Bienvenidos...

Que el agua no deje de fluir, que el viento no deje de soplar, que la marea no deje de subir, que las palabras no abandonen mi hogar...

viernes, 5 de julio de 2013

Querida yo

Querida yo;


No me había decidido a escribirte hasta hoy a pesar de que llevaba mucho tiempo deseando hacerlo. Hoy comienza una nueva etapa en tu vida. Te preguntaras que ha cambiado en las pocas horas de sueño de las que has disfrutado. Qué habrá pasado para que algo sea distinto. He de confesarte que nada. Todo sigue igual, pero hoy comienzas de nuevo. Y todo porque quiero sacarte una sonrisa.

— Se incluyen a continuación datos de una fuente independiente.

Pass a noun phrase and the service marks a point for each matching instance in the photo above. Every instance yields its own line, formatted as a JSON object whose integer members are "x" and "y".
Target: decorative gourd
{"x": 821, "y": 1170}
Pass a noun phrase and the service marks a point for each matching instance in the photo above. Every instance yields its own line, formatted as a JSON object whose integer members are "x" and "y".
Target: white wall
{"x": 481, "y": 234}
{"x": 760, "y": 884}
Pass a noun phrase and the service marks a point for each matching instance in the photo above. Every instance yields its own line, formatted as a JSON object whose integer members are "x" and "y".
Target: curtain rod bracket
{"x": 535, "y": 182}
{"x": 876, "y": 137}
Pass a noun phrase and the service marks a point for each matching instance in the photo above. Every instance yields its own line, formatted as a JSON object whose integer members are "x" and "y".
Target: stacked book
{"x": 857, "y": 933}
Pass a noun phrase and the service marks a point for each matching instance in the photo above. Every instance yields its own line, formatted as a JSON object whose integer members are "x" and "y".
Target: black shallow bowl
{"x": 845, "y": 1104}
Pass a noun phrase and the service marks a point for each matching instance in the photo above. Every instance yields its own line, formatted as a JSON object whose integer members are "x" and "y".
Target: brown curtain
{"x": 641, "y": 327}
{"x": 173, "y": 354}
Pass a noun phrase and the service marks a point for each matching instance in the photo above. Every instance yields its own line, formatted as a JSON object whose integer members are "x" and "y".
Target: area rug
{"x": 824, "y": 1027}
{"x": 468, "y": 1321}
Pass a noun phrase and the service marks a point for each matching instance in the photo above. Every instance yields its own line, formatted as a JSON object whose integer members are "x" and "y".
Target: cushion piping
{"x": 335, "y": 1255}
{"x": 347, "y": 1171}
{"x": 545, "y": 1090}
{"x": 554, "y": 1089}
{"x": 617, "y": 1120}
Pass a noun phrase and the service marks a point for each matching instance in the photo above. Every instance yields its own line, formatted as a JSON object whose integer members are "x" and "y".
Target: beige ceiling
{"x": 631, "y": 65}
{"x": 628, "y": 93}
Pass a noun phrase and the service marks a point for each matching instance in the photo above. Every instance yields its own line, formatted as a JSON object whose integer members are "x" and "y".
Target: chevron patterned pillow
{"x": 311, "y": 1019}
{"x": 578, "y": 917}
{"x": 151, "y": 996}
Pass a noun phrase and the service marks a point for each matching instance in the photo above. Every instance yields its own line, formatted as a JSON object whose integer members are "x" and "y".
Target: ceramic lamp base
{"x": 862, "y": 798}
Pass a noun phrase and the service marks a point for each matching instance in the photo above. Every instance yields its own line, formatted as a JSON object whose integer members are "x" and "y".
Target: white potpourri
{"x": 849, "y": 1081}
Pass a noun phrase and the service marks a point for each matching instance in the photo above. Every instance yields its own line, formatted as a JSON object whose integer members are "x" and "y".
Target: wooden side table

Llevas mucho tiempo repugiada en tu propia mente, dando cuentas de todos los problemas. Llevas un tiempo que no te sientes tú misma, que notas que las cosas han cambiado y no te gusta. Te estás preguntando que fue de la María que tanto te gustaba.  Donde está esa niña tonta, pija y despreocupada de su imagen, el nerviosismo hecho carne, la sonrisa en su belleza. Donde están las tonterías, los agobios, las cosas de niña pequeña. Donde se han escondido la responsabilidad y los estudios, la inteligencia y el esfuerzo. Donde se ha metido tu vida. Te estás preguntando porque no te sientes tú, porque notas que lo has perdido todo, que ha fallado en tu vida. No paras de decir que ya no encuentras ni las palabras exactas en cada momento.

Nada te relaja. Ni un buen libro ni siquiera la capacidad de soñar. Tus planes de vida han cambiado y las cosas te dan mucho miedo. Te sientes rota y engañada. La decepción es contigo misma y buscas cambiar de aires. Todo duele, lo sabes. Notas que no eres importante para ti misma ni que decir de los demás. Esa alegría que derrochabas es efímera y estás continuamente agobiada. Te mueres de ganas por volver a ser tú.

Sin embargo, te confieso que me has sorprendido. Te has vuelto fuerte, María. Una vez más has sido capaz de encajar las cosas y seguir aunque te estás muriendo de pena y dolor por dentro. Que no lo noten. Necesitas un cambio de aires, desconectar, cambiar pero sabes que no puedes hacerlo. Sabes que tienes que cambiar y ya habrá tiempo de hacerlo. Te volverás a enamorar y vendrá alguien que sepa quererte. No desistas en el amor, como eres gustas solo es que no has tenido suerte. A Él vas a quererlo toda la vida, solo hay que aprender a vivir con ello. No lo dejes marchar porque seguramente el también quiera tenerte y seas especial, que le faltes cuando no estés. Lo dicho, no desistas.

Siempre has conseguido aquello que te has propuesto. Has tenido grandes éxitos de los que solo tú sabes disfrutar del sabor de la victoria. ¿Qué recuerdas si te digo “Graduación”? Sí, aquel momento en el teatro cuando tras las horas de estudio interminables el jefe de estudios anunció tu nombre. Cuando fuiste a ver las notas de inglés nada más terminar el curso el pasado año. La sensación al ver a tu padre más que orgulloso. No eres inteligente, nunca lo has sido pero has sabido ordenarte a ti misma y sacar provecho de tus puntos más fuertes. Eso es lo que te hace grande. Tienes una mete en tu mente, todos la conocemos y yo que soy tú se que vas a ser capaz de ello. En unos años nada será lo mismo.

En cuanto a que eres diferente es lógico. La gente cambia. Has llevado situaciones y has conocido a personas que te han hecho ver las cosas de manera distinta. Pero no eres diferente. Eres mayor. Eres más madura y piensas más las cosas por lo que te das más pie a pensar en lo que no debes. Tu mente y tú sois iguales. Eres igual y distinta pero como eres está bien.


Así que te hago esta carta para calmarte, para quitarte todos los problemas, para que te des cuenta que las cosas no siempre han salido bien y mira donde has llegado. Esta carta debe de servirte para seguir siendo aquello que más te gusta; ser María. Tienes nuevos retos y eres muy grande. ¡Vamos arriba, pequeña!